В сущности, я хорошо не понимал, что значит «новичок», но предположил, что это должно относиться ко мне.

— Я один из учителей Салемской школы, — пояснил он. Я поклонился ему и так страшно оробел, что не посмел сказать этому ученому мужу, преподавателю Салемской школы, о такой простой, житейской вещи, как мой чемодан, и, уже пройдя порядочное расстояние, я наконец решился на это. Когда я смиренно заявил ему, что чемодан может мне иногда и понадобиться, мы повернули назад, и учитель предупредил писца, что за моим чемоданом будет прислано в полдень.

— Позвольте спросить, сэр, это далеко? — обратился я к нему, когда мы отошли от конторы приблизительно на такое же расстояние, как и в первый раз.

— Возле Блекгиса, — ответил он.

— А «это» далеко? — робко опять спросил я.

— Да, порядочно. Мы поедем туда на дилижансе. Это будет миль шесть.

Я был до того утомлен и так ослабел, что мысль ехать еще шесть миль просто привела меня в отчаяние. Я решился сказать учителю, что всю ночь ничего в рот не брал и буду ему чрезвычайно благодарен, если он разрешит мне купить себе чего-нибудь поесть. Это его как будто удивило. Он остановился и посмотрел на меня, а затем, подумав немного, сказал, что ему надо зайти к одной старушке, живущей здесь по соседству, и всего лучше будет мне купить хлеба или чего-нибудь другого по моему выбору и позавтракать у нее. Там, к тому же, можно будет получить и молока.

Мы подошли к окну булочной; здесь глаза мои разбежались, и я захотел закупить все, что видел сдобного, по учитель был против этого, и мы наконец сошлись с ним на маленьком пеклеванном хлебце, стоившем три пенса. Затем в мелочной лавке мы купили одно яйцо и кусочек свиной грудинки, после чего у меня от второго моего блестящего шиллинга осталось, на мой взгляд, столько мелочи, что жизнь в Лондоне показалась мне очень дешевой.

Взяв купленную провизию, мы продолжали наш путь среди такого шума и грохота улицы, что это вконец затуманило мою и без того усталую голову. Помнится, проходили мы по мосту, который, очевидно, был Лондонским мостом (кажется, учитель и сказал мне об этом, но я был в полусонном состоянии). Наконец мы дошли до жилья старушки, которая, судя по надписи над воротами дома, была в богадельне для двадцати пяти бедных престарелых женщин.

Учитель Салемской школы открыл одну из многочисленных черных дверей, — они все были одинаковы, причем в каждой имелось два маленьких ромбообразных оконца, одно сбоку, а другое сверху, — и мы вошли в комнату, где одна из бедных старушек раздувала огонь под маленькой кастрюлей. Увидев учителя, она уронила на колени раздувальный мех и воскликнула, как мне показалось, что-то вроде: «Чарли мой!» Но, заметив меня, она встала и, потирая руки, смущенно сделала мне полуреверанс.

— Если возможно, пожалуйста, приготовьте завтрак этому юному джентльмену, — обратился к ней учитель:

— Отчего же нет? Конечно, можно, — ответила старушка.

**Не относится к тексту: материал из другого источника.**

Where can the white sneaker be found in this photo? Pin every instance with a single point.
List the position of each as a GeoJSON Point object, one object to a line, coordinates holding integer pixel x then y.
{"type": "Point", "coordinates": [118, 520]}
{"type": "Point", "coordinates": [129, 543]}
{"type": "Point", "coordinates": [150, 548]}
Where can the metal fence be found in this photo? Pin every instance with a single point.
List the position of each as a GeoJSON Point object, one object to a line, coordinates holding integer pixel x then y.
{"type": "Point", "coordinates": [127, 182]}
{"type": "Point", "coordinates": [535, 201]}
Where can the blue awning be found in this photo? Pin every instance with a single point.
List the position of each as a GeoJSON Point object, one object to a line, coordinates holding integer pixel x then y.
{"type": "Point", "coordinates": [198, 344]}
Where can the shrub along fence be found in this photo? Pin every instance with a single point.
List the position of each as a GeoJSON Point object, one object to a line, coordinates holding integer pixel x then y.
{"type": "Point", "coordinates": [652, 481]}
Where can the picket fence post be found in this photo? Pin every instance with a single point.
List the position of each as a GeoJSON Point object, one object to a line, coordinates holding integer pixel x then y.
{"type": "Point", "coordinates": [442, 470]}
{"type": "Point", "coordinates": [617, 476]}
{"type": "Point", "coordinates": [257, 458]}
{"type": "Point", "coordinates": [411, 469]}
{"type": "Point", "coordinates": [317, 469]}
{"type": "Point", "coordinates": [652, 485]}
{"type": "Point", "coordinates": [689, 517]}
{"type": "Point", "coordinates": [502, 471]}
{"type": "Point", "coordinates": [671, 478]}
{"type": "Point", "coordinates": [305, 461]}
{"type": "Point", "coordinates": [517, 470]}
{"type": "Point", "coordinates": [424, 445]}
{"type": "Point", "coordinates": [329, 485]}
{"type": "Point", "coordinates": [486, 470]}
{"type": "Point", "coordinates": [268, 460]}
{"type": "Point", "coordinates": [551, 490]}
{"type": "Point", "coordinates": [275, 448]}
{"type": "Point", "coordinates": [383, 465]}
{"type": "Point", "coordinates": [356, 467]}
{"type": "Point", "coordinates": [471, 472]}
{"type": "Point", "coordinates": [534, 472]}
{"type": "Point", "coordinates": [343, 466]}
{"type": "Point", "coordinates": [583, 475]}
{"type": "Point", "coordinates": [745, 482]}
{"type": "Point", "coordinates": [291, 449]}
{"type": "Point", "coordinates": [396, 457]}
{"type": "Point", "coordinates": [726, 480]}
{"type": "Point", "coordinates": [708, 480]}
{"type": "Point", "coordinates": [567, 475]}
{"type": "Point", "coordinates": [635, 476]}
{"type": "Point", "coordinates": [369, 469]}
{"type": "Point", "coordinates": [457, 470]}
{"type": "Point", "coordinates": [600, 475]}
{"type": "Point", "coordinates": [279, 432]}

— А как сегодня чувствует себя миссис Фибитсон? — обратился учитель к другой старушке, сидящей у огня в большом кресле. (Она до того походила на ворох разной одежды, что я и поныне благодарю судьбу, что по ошибке не сел на нее!)

— Ах! Она плоха, — ответила первая старушка. — Сегодня один из тяжелых для нее дней. Потухни только случайно у нас огонь — и она, пожалуй, потухла бы вместе с ним.

Тут они оба взглянули на нее, и я за ними. Хотя день был очень жаркий, она, повидимому, ни о чем не думала, как только об огне. Кажется, она завидовала и самой кастрюле. И имею основание думать, что она отнеслась враждебно к приготовлению моего завтрака. Своими собственными утомленными глазами я видел, как она, воспользовавшись тем, что никто не смотрит на нее, погрозила мне кулаком. Заметив, что приготовление завтрака окончено и сковородка снята с огня, она громко и, должен сознаться, очень немелодично расхохоталась от радости.

Я уселся за стол и принялся чудесно завтракать пеклеванным хлебцем, яйцом, поджаренными кусочками грудинки да еще миской молока.

В то время как я наслаждался этим завтраком, старушка — хозяйка спросила учителя:

— С вами ли флейта?

— Да, — ответил он.

— Сыграйте что-нибудь, — ласково стала упрашивать она его, — пожалуйста, сыграйте!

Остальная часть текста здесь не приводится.